Another E. coli
Cattle feeders and veterinarians should keep an eye out for E. coli O165:H25, an enterohemorrhagic strain that can cause disease in cattle and potentially poses a food-safety hazard for humans.
The O165:H25 strain typically is found in young calves, and generally does not cause clinical disease in cattle. However, during the recent Academy of Veterinary Consultants conference, Veterinarian Russ Rice, from Broken Bow, Nebraska, outlined a case of the pathogen apparently causing enteric disease in heifers in a Nebraska feedlot. In February, Rice says, the feedlot crew began pulling some heifers from the pen of 170 head for respiratory disease treatment. He noted that some bloody stools were present in the pen, and he treated the cattle for coccidiosis. Bloody stools persisted though and one animal died.
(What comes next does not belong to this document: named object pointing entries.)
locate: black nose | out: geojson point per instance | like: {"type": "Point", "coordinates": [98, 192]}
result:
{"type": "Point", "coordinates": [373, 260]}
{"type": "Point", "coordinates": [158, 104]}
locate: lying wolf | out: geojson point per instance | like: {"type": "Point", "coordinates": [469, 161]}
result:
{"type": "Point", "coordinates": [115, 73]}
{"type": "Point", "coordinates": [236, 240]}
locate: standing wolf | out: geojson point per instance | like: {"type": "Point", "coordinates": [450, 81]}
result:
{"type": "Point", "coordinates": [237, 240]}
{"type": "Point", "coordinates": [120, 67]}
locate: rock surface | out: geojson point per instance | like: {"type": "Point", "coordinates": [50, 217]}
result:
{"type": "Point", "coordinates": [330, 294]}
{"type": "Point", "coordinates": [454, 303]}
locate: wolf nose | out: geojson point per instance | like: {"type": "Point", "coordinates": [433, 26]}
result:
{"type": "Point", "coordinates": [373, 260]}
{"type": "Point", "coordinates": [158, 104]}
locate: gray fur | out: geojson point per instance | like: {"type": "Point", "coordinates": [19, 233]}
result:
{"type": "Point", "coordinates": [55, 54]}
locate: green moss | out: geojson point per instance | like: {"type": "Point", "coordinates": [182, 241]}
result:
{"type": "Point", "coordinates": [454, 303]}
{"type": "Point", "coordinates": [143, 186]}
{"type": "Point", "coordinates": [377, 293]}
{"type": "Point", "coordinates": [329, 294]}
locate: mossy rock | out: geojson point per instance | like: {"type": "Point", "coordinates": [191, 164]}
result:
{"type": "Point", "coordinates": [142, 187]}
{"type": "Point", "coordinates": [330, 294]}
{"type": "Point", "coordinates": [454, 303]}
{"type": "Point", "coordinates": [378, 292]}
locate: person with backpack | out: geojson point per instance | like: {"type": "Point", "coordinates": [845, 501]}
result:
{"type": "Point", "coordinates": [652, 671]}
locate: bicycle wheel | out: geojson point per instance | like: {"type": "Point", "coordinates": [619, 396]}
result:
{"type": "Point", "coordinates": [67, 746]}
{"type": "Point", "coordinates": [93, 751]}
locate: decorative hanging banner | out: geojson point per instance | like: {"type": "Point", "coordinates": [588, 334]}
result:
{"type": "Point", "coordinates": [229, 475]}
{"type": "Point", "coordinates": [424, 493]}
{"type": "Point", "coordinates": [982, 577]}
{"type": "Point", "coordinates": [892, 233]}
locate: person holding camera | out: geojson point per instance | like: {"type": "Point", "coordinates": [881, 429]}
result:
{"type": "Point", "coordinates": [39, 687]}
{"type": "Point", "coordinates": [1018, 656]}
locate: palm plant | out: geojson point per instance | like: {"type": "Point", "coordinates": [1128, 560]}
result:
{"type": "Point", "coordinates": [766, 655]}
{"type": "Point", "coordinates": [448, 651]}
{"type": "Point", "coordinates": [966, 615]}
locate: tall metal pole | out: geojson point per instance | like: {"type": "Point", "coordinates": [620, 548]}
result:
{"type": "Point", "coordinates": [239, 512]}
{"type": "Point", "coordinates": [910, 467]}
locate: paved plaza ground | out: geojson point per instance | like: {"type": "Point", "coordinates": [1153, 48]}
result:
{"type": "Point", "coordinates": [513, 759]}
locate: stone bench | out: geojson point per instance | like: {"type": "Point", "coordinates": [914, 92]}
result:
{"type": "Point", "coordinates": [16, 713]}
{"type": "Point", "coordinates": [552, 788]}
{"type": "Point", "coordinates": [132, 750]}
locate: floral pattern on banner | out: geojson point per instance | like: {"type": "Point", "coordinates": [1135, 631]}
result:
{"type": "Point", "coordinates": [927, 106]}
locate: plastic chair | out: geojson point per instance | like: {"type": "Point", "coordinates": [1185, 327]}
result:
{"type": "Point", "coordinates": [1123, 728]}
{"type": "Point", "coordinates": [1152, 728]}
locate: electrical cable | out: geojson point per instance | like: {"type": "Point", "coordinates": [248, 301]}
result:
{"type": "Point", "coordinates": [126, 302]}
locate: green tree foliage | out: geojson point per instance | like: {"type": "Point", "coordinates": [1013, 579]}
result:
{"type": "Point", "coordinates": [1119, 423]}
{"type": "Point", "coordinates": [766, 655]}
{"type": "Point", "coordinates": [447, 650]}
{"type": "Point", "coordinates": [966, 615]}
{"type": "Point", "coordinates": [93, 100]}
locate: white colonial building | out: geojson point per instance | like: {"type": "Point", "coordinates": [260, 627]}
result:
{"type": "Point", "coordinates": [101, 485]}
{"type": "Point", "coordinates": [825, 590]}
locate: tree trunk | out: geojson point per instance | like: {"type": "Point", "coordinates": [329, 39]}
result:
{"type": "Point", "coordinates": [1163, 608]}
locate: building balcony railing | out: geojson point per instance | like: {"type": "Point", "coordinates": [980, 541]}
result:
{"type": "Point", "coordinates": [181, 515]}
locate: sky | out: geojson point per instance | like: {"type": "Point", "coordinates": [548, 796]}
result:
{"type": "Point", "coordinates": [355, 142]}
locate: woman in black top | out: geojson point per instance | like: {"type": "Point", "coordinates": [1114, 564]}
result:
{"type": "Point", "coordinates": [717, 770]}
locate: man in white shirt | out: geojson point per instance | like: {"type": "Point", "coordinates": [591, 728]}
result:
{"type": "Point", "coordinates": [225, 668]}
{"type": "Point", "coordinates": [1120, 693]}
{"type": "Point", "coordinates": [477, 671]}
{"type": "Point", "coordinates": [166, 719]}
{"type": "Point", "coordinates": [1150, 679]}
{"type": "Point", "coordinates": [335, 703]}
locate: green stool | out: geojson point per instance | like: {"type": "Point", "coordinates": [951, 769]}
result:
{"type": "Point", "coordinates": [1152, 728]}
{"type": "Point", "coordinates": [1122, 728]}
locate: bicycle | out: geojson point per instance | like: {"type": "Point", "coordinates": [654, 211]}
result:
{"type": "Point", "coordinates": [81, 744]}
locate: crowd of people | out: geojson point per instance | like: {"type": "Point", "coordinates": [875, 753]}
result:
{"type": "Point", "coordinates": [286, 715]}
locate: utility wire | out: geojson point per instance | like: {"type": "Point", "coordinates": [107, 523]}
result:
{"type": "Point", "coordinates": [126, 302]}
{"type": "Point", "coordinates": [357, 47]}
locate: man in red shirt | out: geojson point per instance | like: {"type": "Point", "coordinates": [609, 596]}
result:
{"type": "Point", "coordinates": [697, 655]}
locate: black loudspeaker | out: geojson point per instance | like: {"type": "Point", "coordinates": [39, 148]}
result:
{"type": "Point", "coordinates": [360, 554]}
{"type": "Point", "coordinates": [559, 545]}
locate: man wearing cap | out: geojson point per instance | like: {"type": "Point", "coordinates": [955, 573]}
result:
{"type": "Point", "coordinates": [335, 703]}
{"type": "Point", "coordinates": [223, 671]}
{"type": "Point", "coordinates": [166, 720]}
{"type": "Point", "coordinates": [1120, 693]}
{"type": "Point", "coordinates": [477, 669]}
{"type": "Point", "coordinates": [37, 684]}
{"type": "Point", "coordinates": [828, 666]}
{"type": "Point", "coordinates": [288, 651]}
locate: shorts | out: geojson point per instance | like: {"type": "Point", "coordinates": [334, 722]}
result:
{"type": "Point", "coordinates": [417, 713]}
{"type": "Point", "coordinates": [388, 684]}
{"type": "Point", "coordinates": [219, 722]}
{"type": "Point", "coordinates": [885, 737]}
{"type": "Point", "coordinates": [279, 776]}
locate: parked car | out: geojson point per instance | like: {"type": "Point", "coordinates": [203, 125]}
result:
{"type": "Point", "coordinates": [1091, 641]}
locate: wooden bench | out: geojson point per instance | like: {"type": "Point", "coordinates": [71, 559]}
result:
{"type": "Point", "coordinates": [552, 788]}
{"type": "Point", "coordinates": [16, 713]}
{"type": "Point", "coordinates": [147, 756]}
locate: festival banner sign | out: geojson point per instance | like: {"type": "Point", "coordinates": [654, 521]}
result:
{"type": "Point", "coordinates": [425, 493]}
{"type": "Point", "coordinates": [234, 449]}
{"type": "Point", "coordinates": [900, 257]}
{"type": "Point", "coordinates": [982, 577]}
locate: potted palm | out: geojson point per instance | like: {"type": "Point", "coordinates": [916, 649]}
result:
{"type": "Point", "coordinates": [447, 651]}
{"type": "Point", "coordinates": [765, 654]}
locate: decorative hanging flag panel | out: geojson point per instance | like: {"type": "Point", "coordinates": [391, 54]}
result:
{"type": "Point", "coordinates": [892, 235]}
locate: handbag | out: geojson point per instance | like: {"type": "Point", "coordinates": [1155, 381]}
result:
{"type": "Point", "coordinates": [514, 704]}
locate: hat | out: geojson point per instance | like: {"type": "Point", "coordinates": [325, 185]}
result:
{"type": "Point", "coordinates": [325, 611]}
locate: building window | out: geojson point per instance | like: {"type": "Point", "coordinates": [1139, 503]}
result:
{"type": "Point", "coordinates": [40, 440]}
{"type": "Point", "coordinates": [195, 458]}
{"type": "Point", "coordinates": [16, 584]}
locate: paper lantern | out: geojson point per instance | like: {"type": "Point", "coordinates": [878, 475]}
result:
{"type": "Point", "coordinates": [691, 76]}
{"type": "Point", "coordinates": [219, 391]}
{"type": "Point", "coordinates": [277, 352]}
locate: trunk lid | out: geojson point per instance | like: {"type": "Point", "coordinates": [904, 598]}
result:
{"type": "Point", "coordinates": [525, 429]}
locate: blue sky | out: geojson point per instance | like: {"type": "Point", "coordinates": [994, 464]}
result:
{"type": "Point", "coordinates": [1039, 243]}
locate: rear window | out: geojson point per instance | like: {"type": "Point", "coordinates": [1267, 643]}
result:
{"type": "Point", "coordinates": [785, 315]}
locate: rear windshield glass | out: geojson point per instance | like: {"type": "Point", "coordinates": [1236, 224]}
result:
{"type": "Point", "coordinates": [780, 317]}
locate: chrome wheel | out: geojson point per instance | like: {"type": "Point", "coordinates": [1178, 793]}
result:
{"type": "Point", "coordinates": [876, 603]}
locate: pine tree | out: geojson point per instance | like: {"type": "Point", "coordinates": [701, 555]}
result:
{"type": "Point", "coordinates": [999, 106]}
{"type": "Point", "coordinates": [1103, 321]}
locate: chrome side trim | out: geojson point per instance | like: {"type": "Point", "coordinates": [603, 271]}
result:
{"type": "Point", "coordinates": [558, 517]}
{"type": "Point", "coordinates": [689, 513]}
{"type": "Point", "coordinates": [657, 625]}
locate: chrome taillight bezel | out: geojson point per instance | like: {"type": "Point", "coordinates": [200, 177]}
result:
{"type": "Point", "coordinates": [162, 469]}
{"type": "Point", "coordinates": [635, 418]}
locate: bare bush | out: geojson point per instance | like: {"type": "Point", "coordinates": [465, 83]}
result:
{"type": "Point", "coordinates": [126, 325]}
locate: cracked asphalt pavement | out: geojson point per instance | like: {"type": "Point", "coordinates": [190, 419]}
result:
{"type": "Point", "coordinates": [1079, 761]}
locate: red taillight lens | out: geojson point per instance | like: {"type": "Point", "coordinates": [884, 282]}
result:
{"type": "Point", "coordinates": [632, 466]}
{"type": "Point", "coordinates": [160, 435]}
Upon necropsy, gross lesions included inflamed cecum and large bowel. Rice then submitted fresh and fixed specimens to the University of Nebraska diagnostic laboratory. The laboratory found signs of attaching and effacing E. coli and diagnosed the O165:H25 enterohemorrhagic strain.
A week after adding bovamine to the ration, reducing wet distillers' grains and increasing roughage, fecal samples from the pen were negative for E. coli 0165:H25. Sampling in the adjacent pen revealed the presence of coccidia, and Rice suspects coccidiosis initially infected the heifers later diagnosed with E. coli O165:H25. He also suggests that cases of enterohemorrhagic E. coli could be mistaken for coccidiosis, salmonella, BVD or other diseases without laboratory diagnosis.
The 0165:H25 serotype, Rice adds, is similar to E. coli O157:H7, and could be an emerging food-borne pathogen in cattle and beef. He suggests veterinarians include enterohemorrhagic E. coli in their list of differential diagnoses when they see enteric disease in feedlot cattle.
The case study was published in the Journal of Molecular Microbiology in November 2015.